HELLO!

YOU ARE AT HOME...

12 Nisan 2012 Perşembe

HISTORY OF TORUL




   Osmanlılar’ın bölgenin fethini tamamlamak amacıyla eski dönemde hizmet etmiş Hıristiyan sipahilerden nasıl yararlandığını açıklamak istersek Trabzon sancağına ait Tapu Tahrir Defterleri’nde bu tür uygulamalara ait kayıtların da bulunduğunu görürüz. Kaynağımız olan1486 tarihli BOAMM 828 fetihten 25 yıl sonrasına ait olduğu için fethi takip eden bir-iki nesillik dönem için bazı ipuçları içermekle beraber burada yer alan kayıtların tamamının değerlendirilmesi daha uzun süreli ve geniş kapsamlı bir çalışma ile mümkündür. Bu çalışmamızda sadece Torul bölgesinin kayıtlarını inceleyerek tüm Trabzon Sancağı’ndaki uygulamaya açıklık getirmeye çalışacağız.
      Trabzon Sancağı’na ait defterler üzerinde çalışanların fark edeceği gibi Torul, Trabzon’un diğer bölgelerine göre özel bir durum arz etmektedir.
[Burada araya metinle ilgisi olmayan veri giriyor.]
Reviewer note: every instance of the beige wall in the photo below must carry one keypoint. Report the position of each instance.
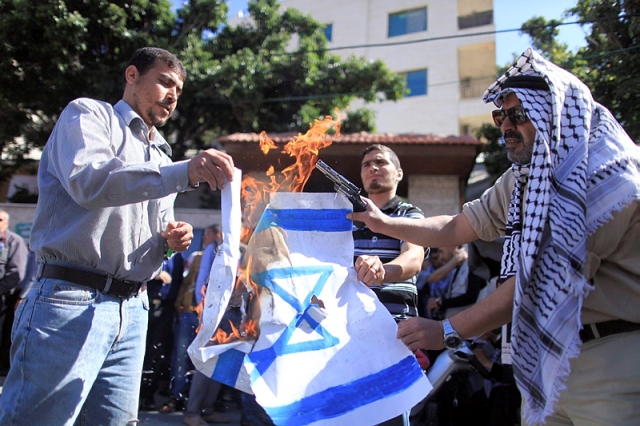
(365, 22)
(468, 7)
(435, 195)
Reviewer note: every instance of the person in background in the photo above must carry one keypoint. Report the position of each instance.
(569, 209)
(204, 391)
(104, 222)
(13, 263)
(462, 287)
(387, 265)
(162, 291)
(185, 327)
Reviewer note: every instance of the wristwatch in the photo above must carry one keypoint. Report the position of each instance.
(452, 339)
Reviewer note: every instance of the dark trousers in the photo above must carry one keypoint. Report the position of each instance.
(7, 312)
(157, 359)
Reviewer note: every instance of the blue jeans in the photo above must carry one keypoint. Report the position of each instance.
(76, 357)
(184, 332)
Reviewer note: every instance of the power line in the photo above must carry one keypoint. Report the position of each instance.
(455, 36)
(371, 92)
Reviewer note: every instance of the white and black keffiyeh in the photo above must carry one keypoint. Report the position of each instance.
(584, 167)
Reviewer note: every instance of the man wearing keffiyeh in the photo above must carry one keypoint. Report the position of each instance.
(569, 209)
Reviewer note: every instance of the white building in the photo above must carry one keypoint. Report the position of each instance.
(445, 48)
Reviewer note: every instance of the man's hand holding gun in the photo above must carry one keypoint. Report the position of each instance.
(343, 186)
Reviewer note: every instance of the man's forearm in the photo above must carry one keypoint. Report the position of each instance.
(436, 231)
(490, 313)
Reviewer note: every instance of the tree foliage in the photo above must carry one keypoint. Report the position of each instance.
(248, 77)
(608, 62)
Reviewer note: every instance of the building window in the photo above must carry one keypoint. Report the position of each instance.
(411, 21)
(416, 82)
(328, 31)
(477, 19)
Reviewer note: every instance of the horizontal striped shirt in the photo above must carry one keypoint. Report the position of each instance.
(399, 298)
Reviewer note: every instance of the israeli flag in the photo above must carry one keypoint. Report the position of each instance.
(327, 351)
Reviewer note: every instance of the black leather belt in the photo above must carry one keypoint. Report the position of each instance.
(607, 328)
(102, 283)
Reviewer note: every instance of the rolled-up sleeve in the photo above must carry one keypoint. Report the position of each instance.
(488, 214)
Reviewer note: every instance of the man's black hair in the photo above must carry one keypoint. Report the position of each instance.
(145, 58)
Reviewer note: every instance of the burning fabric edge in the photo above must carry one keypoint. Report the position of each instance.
(327, 351)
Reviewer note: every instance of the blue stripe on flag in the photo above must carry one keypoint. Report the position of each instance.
(228, 367)
(339, 400)
(323, 220)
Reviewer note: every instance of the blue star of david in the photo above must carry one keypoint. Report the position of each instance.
(263, 359)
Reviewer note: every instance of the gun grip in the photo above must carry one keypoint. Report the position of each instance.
(358, 204)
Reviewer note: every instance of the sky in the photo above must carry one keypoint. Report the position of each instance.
(508, 15)
(511, 14)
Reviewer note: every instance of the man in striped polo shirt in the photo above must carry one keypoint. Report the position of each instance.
(387, 265)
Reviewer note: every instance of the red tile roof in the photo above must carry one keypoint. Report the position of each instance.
(361, 138)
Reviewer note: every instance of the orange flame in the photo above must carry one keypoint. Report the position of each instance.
(255, 195)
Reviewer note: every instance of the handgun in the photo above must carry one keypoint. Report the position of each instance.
(343, 186)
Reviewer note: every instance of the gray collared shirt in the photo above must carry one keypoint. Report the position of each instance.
(106, 192)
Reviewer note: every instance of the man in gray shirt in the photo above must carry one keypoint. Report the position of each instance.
(103, 223)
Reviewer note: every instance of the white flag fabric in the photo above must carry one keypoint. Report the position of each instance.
(327, 351)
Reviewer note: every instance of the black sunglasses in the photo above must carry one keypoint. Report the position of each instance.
(516, 115)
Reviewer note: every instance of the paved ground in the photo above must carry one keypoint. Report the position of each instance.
(155, 418)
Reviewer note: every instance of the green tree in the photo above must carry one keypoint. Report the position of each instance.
(240, 78)
(608, 62)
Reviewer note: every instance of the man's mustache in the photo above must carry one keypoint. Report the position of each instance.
(512, 134)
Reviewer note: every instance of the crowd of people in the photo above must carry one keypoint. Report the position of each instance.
(96, 299)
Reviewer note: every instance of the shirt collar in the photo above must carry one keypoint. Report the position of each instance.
(135, 122)
(391, 204)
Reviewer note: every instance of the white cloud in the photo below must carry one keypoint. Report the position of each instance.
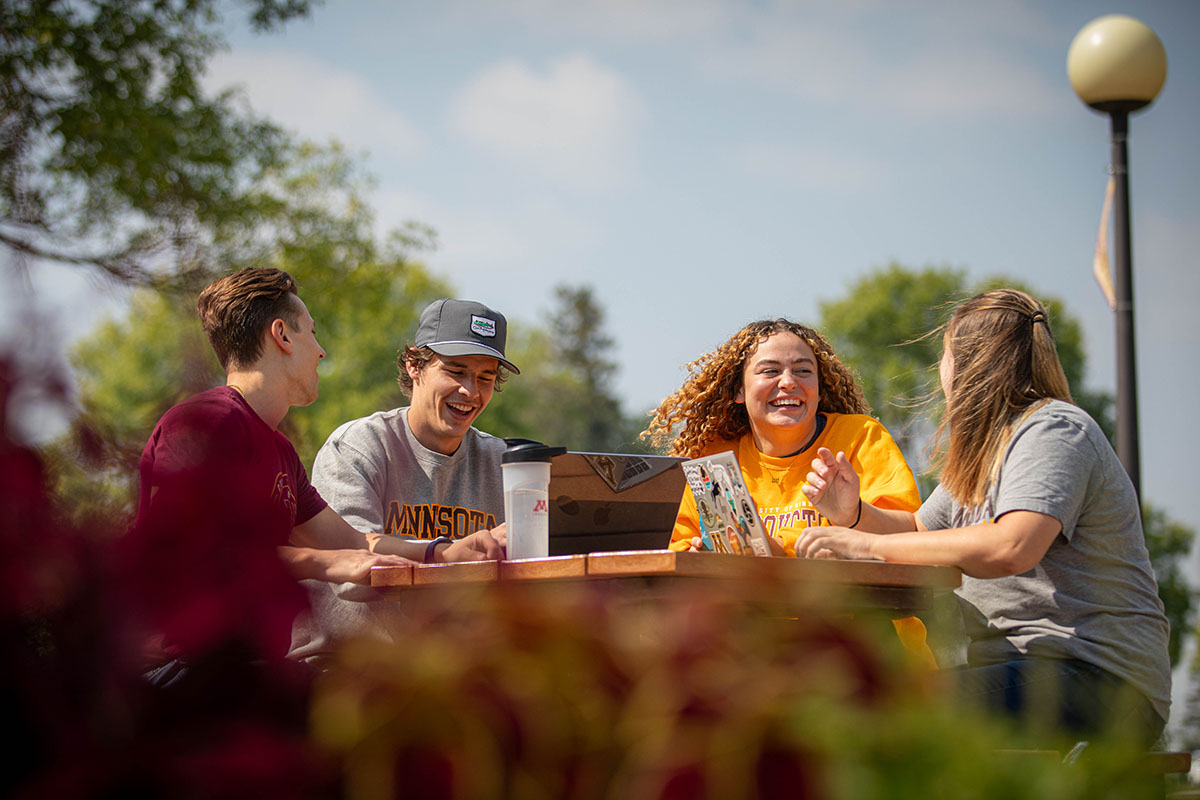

Torul’u Trabzon’a bağlı diğer bölgelerden farklı kılan en önemli neden hiç şüphesiz fethi ile ilgilidir.
   İbn Kemal, Solak-zâde ve Hoca Sadettin Efendi’nin Osmanlı kroniklerinde Torul’un1479 yılında fethedildiği belirtilmektedir. Bu tarih, Trabzon’un fethinden 18 yıl sonrası, elimizdeki en eski tapu Tahrir Defteri olan BOAMM 828 ‘in ise 7 yıl öncesidir. Bu durum 1486 tarihli BOAMM 828’deki kayıtların konumuz bakımından önemini artırdığı gibi bu kayıtlardan ve diğer kaynaklarda yer alan bilgilerden hareketle Osmanlı kroniklerinde yer alan bilgileri de yeniden değerlendirmemize imkan tanımaktadır.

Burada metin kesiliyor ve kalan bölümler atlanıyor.